Research

Software to Watch: Sophie

April 30th, 2008  |  Published in Research

if:book: Sophie Released.

For some time I’ve been watching the development of Sophie, software developed by the Institute for the Future of the Book “for writing and reading rich media documents in a networked environment.’ According to the developers, Sophie’s goal is “to encourage multimedia authoring and, in the process, to redefine the notion of a book or academic paper to include both rich media and mechanisms for reader feedback and conversation in dynamic margins.”

Version 1.0.2 has been released, and based on the little I’ve played, it’s an intriguing piece of software. There are a series of tutorials on the if:book BlipTV channel that I found very helpful in figuring out what the capabilities are. A good tutorial start with is Making a Sophie Book that give a conceptual overview of what the software can do.

Sophie is designed to have some specific strengths for humanists. Text flow is designed to allow complex arguments to develop over multiple pages without having to be reduced to bullet points as PowerPoint or Keynote One of the more complex features is the use of multiple timelines to support various types of presentations. Embedding media from a variety of sources, including the internet archive is supported, in addition to pretty sophisticated methods of collecting reader comments.

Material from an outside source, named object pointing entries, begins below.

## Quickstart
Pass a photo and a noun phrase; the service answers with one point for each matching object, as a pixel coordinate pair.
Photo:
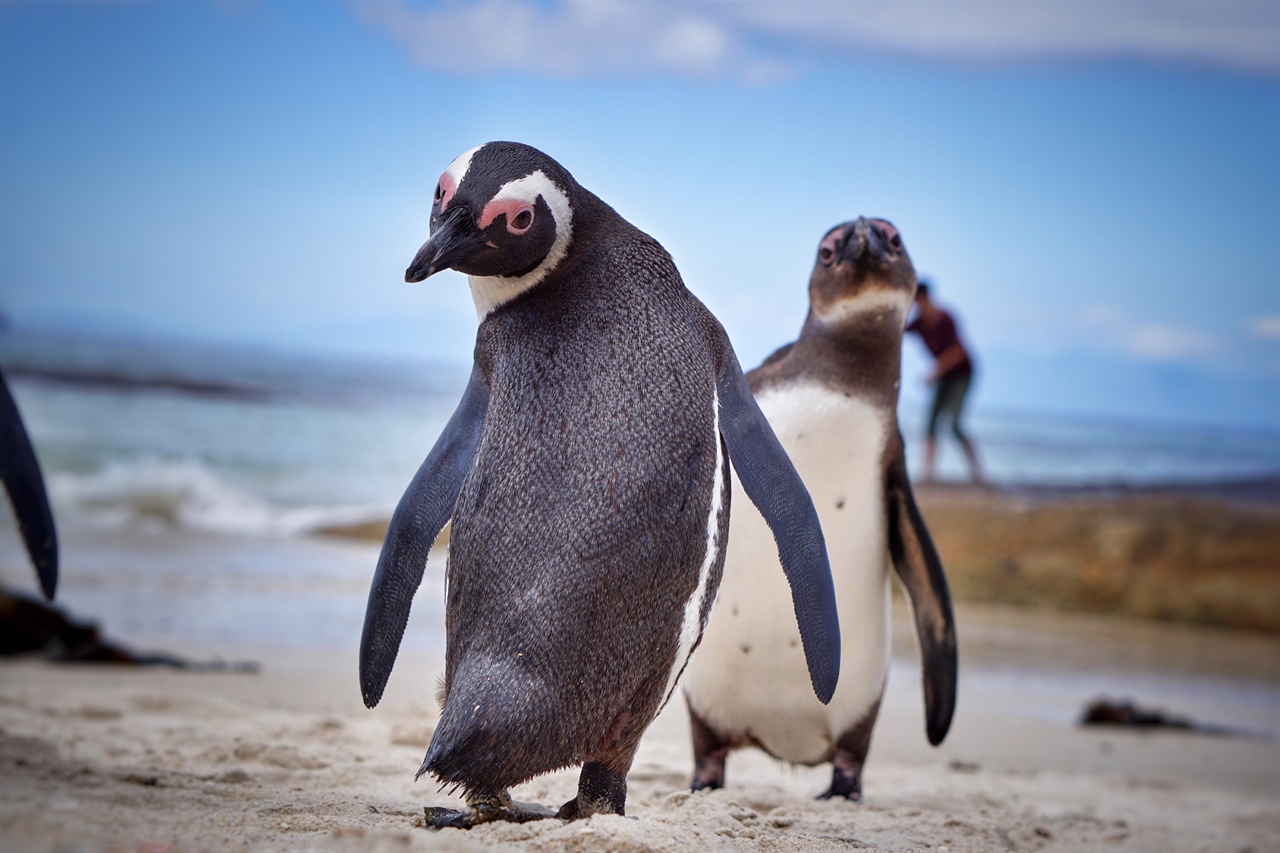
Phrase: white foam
(150, 493)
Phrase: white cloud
(570, 39)
(1153, 342)
(1240, 35)
(1110, 328)
(760, 41)
(1266, 327)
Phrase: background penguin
(586, 475)
(832, 400)
(26, 487)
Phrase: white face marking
(490, 291)
(877, 301)
(458, 168)
(691, 626)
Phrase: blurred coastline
(231, 505)
(279, 471)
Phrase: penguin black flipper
(772, 483)
(920, 571)
(421, 514)
(22, 479)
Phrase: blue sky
(1093, 187)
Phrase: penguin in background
(586, 475)
(831, 397)
(19, 470)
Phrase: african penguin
(831, 397)
(26, 487)
(586, 477)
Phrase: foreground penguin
(26, 487)
(832, 400)
(586, 477)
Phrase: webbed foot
(599, 792)
(844, 784)
(485, 808)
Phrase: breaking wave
(186, 495)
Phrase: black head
(862, 269)
(502, 210)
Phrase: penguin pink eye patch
(520, 214)
(827, 249)
(444, 191)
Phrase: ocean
(188, 480)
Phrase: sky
(1093, 187)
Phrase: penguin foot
(599, 792)
(485, 808)
(848, 785)
(709, 771)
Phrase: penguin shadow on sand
(586, 475)
(831, 397)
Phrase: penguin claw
(438, 817)
(512, 811)
(844, 785)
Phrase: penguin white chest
(749, 676)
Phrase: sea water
(188, 482)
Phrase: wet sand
(114, 758)
(108, 758)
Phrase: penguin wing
(772, 483)
(21, 474)
(920, 571)
(421, 514)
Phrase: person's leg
(959, 395)
(931, 436)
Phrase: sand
(112, 758)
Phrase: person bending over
(951, 377)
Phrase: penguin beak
(453, 241)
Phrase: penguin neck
(865, 351)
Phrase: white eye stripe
(490, 291)
(458, 168)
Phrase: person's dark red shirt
(938, 337)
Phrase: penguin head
(502, 214)
(862, 272)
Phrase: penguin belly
(748, 679)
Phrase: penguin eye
(827, 249)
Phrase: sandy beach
(126, 758)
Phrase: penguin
(832, 400)
(585, 473)
(26, 488)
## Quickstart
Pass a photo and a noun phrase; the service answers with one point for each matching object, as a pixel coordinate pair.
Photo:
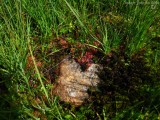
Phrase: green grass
(128, 38)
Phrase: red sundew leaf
(96, 43)
(30, 63)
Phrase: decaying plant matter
(73, 83)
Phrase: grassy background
(128, 36)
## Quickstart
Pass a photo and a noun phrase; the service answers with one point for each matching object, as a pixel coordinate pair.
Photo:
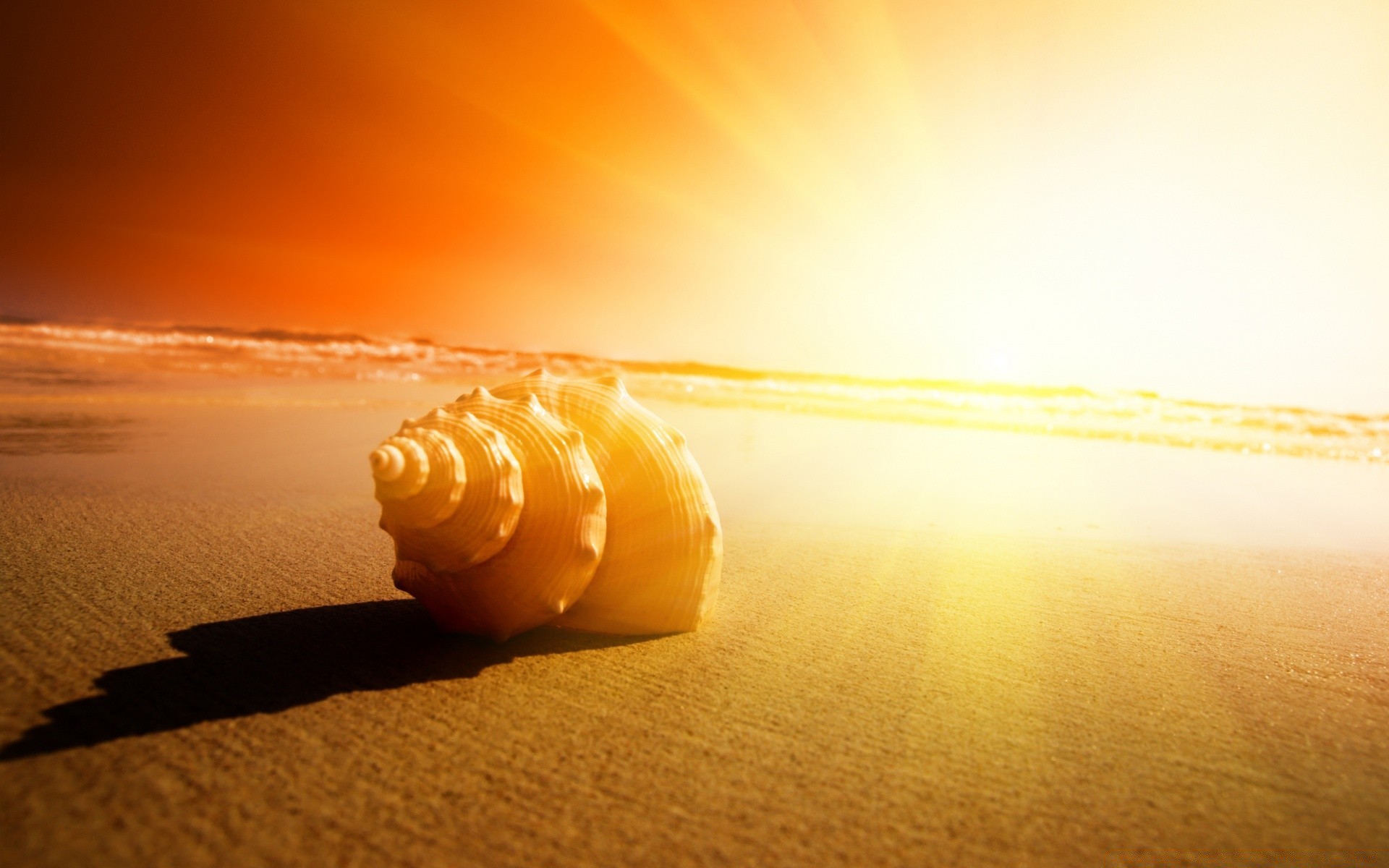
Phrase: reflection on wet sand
(36, 434)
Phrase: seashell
(496, 510)
(551, 501)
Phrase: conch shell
(549, 502)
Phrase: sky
(1181, 196)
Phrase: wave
(66, 357)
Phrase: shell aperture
(549, 501)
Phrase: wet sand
(205, 664)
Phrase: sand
(199, 668)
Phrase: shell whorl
(551, 501)
(527, 531)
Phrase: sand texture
(197, 679)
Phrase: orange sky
(1168, 195)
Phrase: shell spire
(549, 501)
(528, 528)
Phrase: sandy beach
(206, 664)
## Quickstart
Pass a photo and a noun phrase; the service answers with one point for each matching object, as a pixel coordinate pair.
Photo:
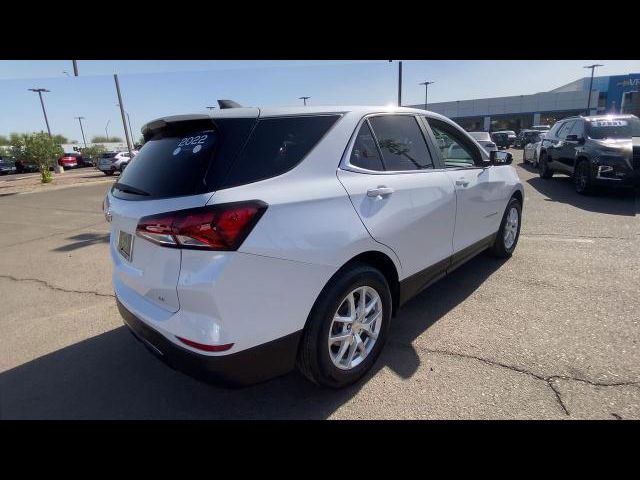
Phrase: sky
(152, 89)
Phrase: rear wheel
(582, 178)
(509, 232)
(545, 171)
(347, 327)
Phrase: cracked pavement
(552, 333)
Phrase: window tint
(170, 164)
(457, 151)
(401, 142)
(276, 146)
(565, 129)
(578, 129)
(365, 153)
(554, 131)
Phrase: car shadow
(83, 240)
(110, 376)
(611, 201)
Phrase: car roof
(252, 112)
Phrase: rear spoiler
(228, 104)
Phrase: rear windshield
(484, 136)
(602, 129)
(202, 156)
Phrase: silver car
(111, 162)
(484, 139)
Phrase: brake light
(216, 227)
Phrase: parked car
(7, 166)
(250, 241)
(72, 160)
(511, 137)
(484, 139)
(24, 167)
(594, 150)
(531, 153)
(526, 136)
(111, 162)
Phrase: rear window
(276, 146)
(481, 136)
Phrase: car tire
(317, 356)
(545, 171)
(509, 231)
(582, 180)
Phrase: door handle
(381, 191)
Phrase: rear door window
(365, 153)
(276, 146)
(401, 142)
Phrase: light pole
(399, 82)
(124, 124)
(592, 67)
(426, 92)
(46, 120)
(82, 130)
(129, 121)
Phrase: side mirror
(497, 157)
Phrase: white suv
(249, 241)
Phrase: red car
(71, 160)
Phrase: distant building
(610, 94)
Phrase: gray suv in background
(111, 162)
(597, 150)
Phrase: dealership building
(610, 94)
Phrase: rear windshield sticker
(610, 123)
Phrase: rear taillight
(216, 227)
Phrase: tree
(59, 139)
(37, 148)
(103, 139)
(93, 153)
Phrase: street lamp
(128, 120)
(82, 130)
(426, 92)
(39, 91)
(592, 67)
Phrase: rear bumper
(246, 367)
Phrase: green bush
(39, 149)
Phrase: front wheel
(347, 327)
(509, 232)
(582, 178)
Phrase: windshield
(481, 136)
(602, 129)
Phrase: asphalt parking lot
(552, 333)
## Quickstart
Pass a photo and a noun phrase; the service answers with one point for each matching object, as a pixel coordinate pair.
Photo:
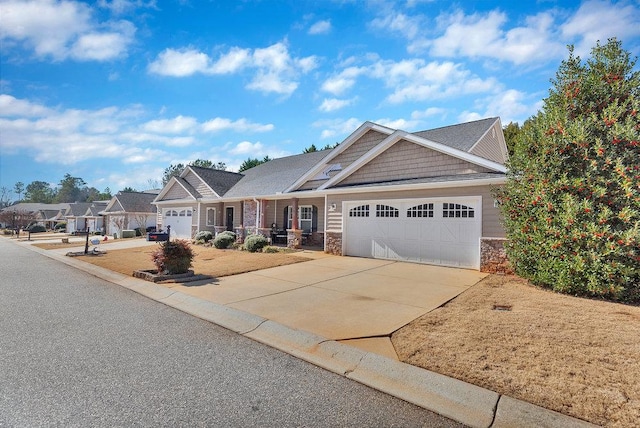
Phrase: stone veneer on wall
(493, 257)
(333, 243)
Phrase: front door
(229, 221)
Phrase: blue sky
(114, 91)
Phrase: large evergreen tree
(572, 200)
(39, 191)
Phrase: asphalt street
(76, 350)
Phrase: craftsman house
(382, 193)
(129, 210)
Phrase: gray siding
(176, 192)
(275, 211)
(406, 160)
(202, 224)
(358, 148)
(490, 146)
(200, 186)
(491, 220)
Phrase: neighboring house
(381, 193)
(81, 215)
(129, 210)
(44, 214)
(74, 215)
(93, 219)
(49, 217)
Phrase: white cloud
(320, 27)
(333, 104)
(343, 81)
(403, 124)
(13, 107)
(600, 20)
(248, 148)
(62, 30)
(337, 127)
(122, 6)
(510, 105)
(177, 125)
(103, 46)
(180, 63)
(275, 70)
(241, 125)
(482, 36)
(431, 111)
(232, 61)
(408, 26)
(414, 80)
(128, 135)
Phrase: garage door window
(360, 211)
(423, 210)
(457, 211)
(387, 211)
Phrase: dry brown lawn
(208, 261)
(576, 356)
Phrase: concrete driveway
(352, 299)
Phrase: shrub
(224, 239)
(173, 257)
(203, 236)
(36, 228)
(571, 205)
(255, 243)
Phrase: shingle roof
(78, 209)
(136, 202)
(220, 181)
(461, 136)
(276, 175)
(35, 206)
(190, 189)
(440, 179)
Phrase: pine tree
(571, 204)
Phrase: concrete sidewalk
(281, 307)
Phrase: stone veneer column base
(493, 257)
(240, 235)
(333, 243)
(294, 238)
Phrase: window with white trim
(450, 210)
(387, 211)
(305, 217)
(211, 216)
(423, 210)
(360, 211)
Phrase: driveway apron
(357, 300)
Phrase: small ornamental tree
(571, 204)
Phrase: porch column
(263, 209)
(294, 220)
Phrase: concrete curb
(455, 399)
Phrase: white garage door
(443, 231)
(180, 221)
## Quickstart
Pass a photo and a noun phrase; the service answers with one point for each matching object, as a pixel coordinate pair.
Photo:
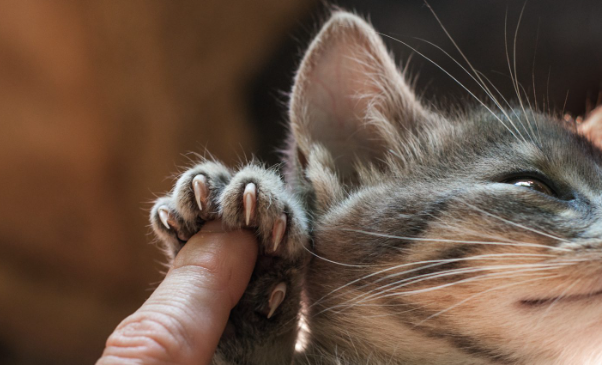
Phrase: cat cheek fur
(374, 165)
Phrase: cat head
(474, 236)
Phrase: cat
(405, 234)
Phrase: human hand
(182, 321)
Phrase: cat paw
(257, 198)
(252, 198)
(193, 201)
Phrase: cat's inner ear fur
(349, 100)
(592, 127)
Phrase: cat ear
(349, 99)
(592, 127)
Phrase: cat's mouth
(560, 299)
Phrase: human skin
(182, 321)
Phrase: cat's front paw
(262, 327)
(193, 201)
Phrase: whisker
(478, 294)
(420, 239)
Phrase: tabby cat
(404, 234)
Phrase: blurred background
(101, 104)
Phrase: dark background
(101, 103)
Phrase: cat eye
(533, 184)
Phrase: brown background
(101, 101)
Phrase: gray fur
(424, 249)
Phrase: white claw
(199, 185)
(276, 298)
(278, 231)
(164, 216)
(249, 200)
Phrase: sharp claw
(278, 231)
(276, 298)
(164, 216)
(199, 185)
(249, 200)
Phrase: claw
(199, 185)
(276, 298)
(278, 231)
(164, 216)
(249, 200)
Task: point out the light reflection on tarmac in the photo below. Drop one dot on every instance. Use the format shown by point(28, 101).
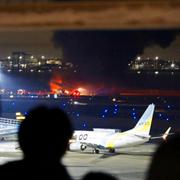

The project page has demo books, documentation and tutorials.

Harvard Research to Be Free Online

February 15th, 2008  |  Published in Research

Harvard Research to Be Free Online – New York Times

The Faculty of Arts and Sciences at Harvard has voted to create a free digital repository that would include articles and monographs that previously would have been restricted to scholarly journals that charge extraordinarily high prices to very small readerships. The move was described as the first step in freeing knowledge from the “stranglehold of commercial publishers:

In place of a closed, privileged and costly system, it will help open up the world of learning to everyone who wants to learn,” said Robert Darnton, director of the university library. “It will be a first step toward freeing scholarship from the stranglehold of commercial publishers by making it freely available on our own university repository.

The repository which was created as part of a set of recommendations from a provost’s committee on Scholarly publishing, would include all articles unless the author opts out of having the included. Opponents of the measure argue that the digital repository system may diminish the quality of research by bypassing rigorous peer reviews provided by the journals or by eliminating the subsidy of less popular journals by income from more popular ones.

Physics, among other disciplines, has been freely distributing research papers for more than a decade without any detrimental effects to the field’s major journals.